Si llegan a fin de mes, es que no están muertos. Esa declaración es la lógica aplastante de Milei consultado por un periodista al paso, en plena calle. Que la gente se está muriendo de hambre, que no llega la plata. Y bueno, no será para tanto si todavía son capaces de quejarse.
Lo que está ocurriendo en Argentina da la medida de lo que puede pasar en otros lugares donde uno diría que esto es imposible. Tiene que ver con la realidad de cámaras de eco en la que vivimos: a este lado de la burbuja nos parece increíble que alguien en su sano juicio apoye lo que Milei defiende. Del otro lado del abismo lo que les parece impresionante es que se siga confiando en el progresismo que no ha sabido dar respuesta a un malestar que de coyuntural está pasando a estructural en gran parte del planeta. De hecho, del otro lado de Milei por ahora sólo hay vacío y un eco que congela las entrañas: nada se opone a la noche, como decía el libro aquel. Y eso, claro, es un problema grave. Si no hay alternativa creíble, no hay posibilidad de cambio. Eso tal vez explica que el apoyo popular de este experimento social que ha llegado a presidente de uno de los países más admirados y queridos del mundo, donde uno diría que las instituciones tienen la fortaleza suficiente como para resistir a la catástrofe, sea del 50% aproximado. O sea, que la mitad de la población sigue aprobando una gestión y unas propuestas que a la otra mitad le parecen una estupidez que, encima, es altamente peligrosa y que puede terminar en que todo quede roto.

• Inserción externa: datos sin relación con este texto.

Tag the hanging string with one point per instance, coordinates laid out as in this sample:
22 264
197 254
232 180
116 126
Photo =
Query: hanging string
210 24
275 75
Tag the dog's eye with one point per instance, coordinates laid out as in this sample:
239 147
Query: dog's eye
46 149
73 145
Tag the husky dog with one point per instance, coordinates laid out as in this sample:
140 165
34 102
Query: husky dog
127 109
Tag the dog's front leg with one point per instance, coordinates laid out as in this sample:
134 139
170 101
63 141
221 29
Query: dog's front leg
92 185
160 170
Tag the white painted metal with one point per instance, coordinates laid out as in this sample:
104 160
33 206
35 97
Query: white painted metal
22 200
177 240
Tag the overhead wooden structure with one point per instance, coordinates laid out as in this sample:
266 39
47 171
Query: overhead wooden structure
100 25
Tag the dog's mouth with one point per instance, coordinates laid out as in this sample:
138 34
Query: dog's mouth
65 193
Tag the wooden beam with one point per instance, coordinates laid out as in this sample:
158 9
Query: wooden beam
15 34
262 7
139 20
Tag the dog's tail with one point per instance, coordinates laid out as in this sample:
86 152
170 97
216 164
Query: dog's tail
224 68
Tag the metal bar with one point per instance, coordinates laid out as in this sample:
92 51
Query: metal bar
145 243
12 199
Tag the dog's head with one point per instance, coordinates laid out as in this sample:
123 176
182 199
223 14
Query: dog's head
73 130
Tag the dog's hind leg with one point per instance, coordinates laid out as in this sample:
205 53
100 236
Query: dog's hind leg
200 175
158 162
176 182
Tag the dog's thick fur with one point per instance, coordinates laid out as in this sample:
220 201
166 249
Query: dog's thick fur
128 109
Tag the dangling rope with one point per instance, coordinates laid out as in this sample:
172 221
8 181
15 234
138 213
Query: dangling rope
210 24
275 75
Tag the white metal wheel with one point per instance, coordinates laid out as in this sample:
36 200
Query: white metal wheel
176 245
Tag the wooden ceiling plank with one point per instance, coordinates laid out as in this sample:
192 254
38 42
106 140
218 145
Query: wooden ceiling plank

Pero roto, roto. Un país partido al medio. ¿Un país? No. Un mundo.
En estos días se publica lo último de Ziblatt y Levitsky que, después del best-seller Cómo mueren las democracias vuelven a la carga con otro título contundente: La dictadura de la minoría, editados ambos por Ariel en España. Aunque este trabajo está muy basado en el sistema estadounidense, hay puntos importantes que pueden y deben hacernos pensar en otras burbujas que también suceden en España, aunque con sistemas políticos diferentes. Ellos advirtieron de lo que podía pasar con Trump, y pasó. El asalto al capitolio fue una profecía cumplida y, de ahí, este nuevo libro en el que se entiende por qué tienen tanto peso quienes ostentan la minoría. La Constitución de EE UU, al ser sacrosanta, se ha quedado vieja para este mundo. Las coaliciones que necesita el progresismo para subsistir son hiper frágiles y más en un mundo en el que por encima de la causa, están las causas, como ya analizaron de forma brillante Martín Rodríguez y Pablo Touzon en La grieta desnuda, allá por 2019 en la Argentina. Si hay fisuras entre los progresistas, el otro bando gana. Porque vota con disciplina, con una convicción que empuja a lo general sin caer en el detalle particular. La izquierda, sin embargo, se sustenta en la diferencia y esa diferencia la sacrifica en un mundo en el que los mensajes liderados por un ‘sí, pero…’ carecen de espacio para su desarrollo. A golpe de tuit, no puede haber fisuras: sólo queda polarizar.
En las elecciones europeas que se celebran esta semana el panorama se presenta difícil: estamos atravesando turbulencias y hay que ver quién se mantiene a flote. No es momento de dudar y ahora todos los votos cuentan. Los de la España olvidada también: el problema es que subirse a tractores quince días antes de una elección no parece demasiado convincente. De nuevo, o rompemos las burbujas con un cuchillo en la mano o seguiremos pensando que el otro está equivocado sin pararnos a entender las razones de su rechazo. El olvido, por cierto, tiene bastante que ver. Por eso ganó Trump y por eso la extrema derecha cada vez tiene más fuerza también en Europa. Alguien se subió antes a los tractores y escuchó un dolor del que supo hacerse eco. Las cosas no son como una quiere: las cosas son como son y con ellas hay que jugar las cartas posibles para lograr lo imposible. En eso está la democracia hoy.